[AArch64] Peephole optimization: merge AND and TST instructions

In some cases Clang does not perform merging of instructions AND and TST (aka ANDS xzr). Example: tst x2, x1 and x3, x2, x1 to: ands x3, x2, x1 This patch add such merging during instruction selection: when AND is replaced with ANDS instruction in LowerSELECT_CC, all users of AND also should be changed for using this ANDS instruction Short discussion on mailing list: http://llvm.1065342.n5.nabble.com/llvm-dev-ARM-Peephole-optimization-instructions-tst-add-tp133109.html Patch by Pavel Kosov. Differential Revision: https://reviews.llvm.org/D71701
2025-01-31 12:41:49 +01:00 · 2020-02-27 09:23:47 +00:00 · 2020-02-27 09:23:47 +00:00 · ff9f01c06e
commit ff9f01c06e
parent 7f3f3aa402
5 changed files with 103 additions and 17 deletions
--- a/lib/Target/AArch64/AArch64ISelDAGToDAG.cpp
+++ b/lib/Target/AArch64/AArch64ISelDAGToDAG.cpp
@ -2702,7 +2702,8 @@ bool AArch64DAGToDAGISel::tryShiftAmountMod(SDNode *N) {
    // bits that are implicitly ANDed off by the above opcodes and if so, skip
    // the AND.
    uint64_t MaskImm;
-    if (!isOpcWithIntImmediate(ShiftAmt.getNode(), ISD::AND, MaskImm))

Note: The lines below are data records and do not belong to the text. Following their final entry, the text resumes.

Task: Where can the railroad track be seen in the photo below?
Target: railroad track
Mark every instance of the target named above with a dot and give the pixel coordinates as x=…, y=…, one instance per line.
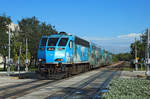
x=81, y=88
x=84, y=89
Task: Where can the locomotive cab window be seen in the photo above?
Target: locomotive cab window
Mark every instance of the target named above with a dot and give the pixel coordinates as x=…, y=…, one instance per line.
x=63, y=42
x=52, y=41
x=43, y=41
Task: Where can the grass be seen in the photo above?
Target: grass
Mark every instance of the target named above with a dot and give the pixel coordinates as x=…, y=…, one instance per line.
x=14, y=68
x=128, y=89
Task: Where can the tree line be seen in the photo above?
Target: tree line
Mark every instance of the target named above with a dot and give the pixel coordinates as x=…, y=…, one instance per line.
x=141, y=47
x=29, y=28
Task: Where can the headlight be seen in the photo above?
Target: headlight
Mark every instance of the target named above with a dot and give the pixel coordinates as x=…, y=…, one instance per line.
x=51, y=49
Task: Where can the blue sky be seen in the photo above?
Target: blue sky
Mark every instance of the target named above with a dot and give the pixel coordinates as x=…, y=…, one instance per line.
x=113, y=24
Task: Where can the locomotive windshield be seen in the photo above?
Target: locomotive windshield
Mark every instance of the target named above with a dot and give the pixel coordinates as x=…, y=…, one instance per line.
x=52, y=41
x=63, y=42
x=43, y=42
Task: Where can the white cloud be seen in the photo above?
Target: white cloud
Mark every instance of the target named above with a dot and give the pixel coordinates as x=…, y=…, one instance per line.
x=128, y=36
x=116, y=44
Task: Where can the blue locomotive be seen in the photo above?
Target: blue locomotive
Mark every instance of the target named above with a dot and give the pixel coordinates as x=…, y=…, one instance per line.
x=65, y=55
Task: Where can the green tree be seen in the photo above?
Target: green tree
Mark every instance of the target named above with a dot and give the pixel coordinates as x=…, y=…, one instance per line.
x=4, y=22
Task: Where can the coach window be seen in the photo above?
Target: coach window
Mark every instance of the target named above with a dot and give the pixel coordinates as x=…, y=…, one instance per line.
x=43, y=42
x=70, y=44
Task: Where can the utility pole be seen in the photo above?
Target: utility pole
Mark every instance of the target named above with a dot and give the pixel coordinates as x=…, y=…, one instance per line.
x=8, y=70
x=148, y=50
x=19, y=60
x=148, y=60
x=26, y=61
x=136, y=61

+    if (!isOpcWithIntImmediate(ShiftAmt.getNode(), ISD::AND, MaskImm) &&
+        !isOpcWithIntImmediate(ShiftAmt.getNode(), AArch64ISD::ANDS, MaskImm))
      return false;

    if (countTrailingOnes(MaskImm) < Bits)

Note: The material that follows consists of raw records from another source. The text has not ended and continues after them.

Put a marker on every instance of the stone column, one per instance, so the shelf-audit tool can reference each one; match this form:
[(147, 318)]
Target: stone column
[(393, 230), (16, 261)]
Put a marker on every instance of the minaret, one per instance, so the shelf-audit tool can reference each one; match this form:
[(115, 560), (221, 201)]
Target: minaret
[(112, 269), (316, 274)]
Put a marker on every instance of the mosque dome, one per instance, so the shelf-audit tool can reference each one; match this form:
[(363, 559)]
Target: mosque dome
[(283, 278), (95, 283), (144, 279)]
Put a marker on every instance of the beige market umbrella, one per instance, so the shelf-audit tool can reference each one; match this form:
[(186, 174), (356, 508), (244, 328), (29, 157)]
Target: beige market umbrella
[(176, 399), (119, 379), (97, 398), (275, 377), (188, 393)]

--- a/lib/Target/AArch64/AArch64ISelLowering.cpp
+++ b/lib/Target/AArch64/AArch64ISelLowering.cpp
@ -1754,14 +1754,22 @@ static SDValue emitComparison(SDValue LHS, SDValue RHS, ISD::CondCode CC,
    // we combine a (CMP (sub 0, op1), op2) into a CMN instruction ?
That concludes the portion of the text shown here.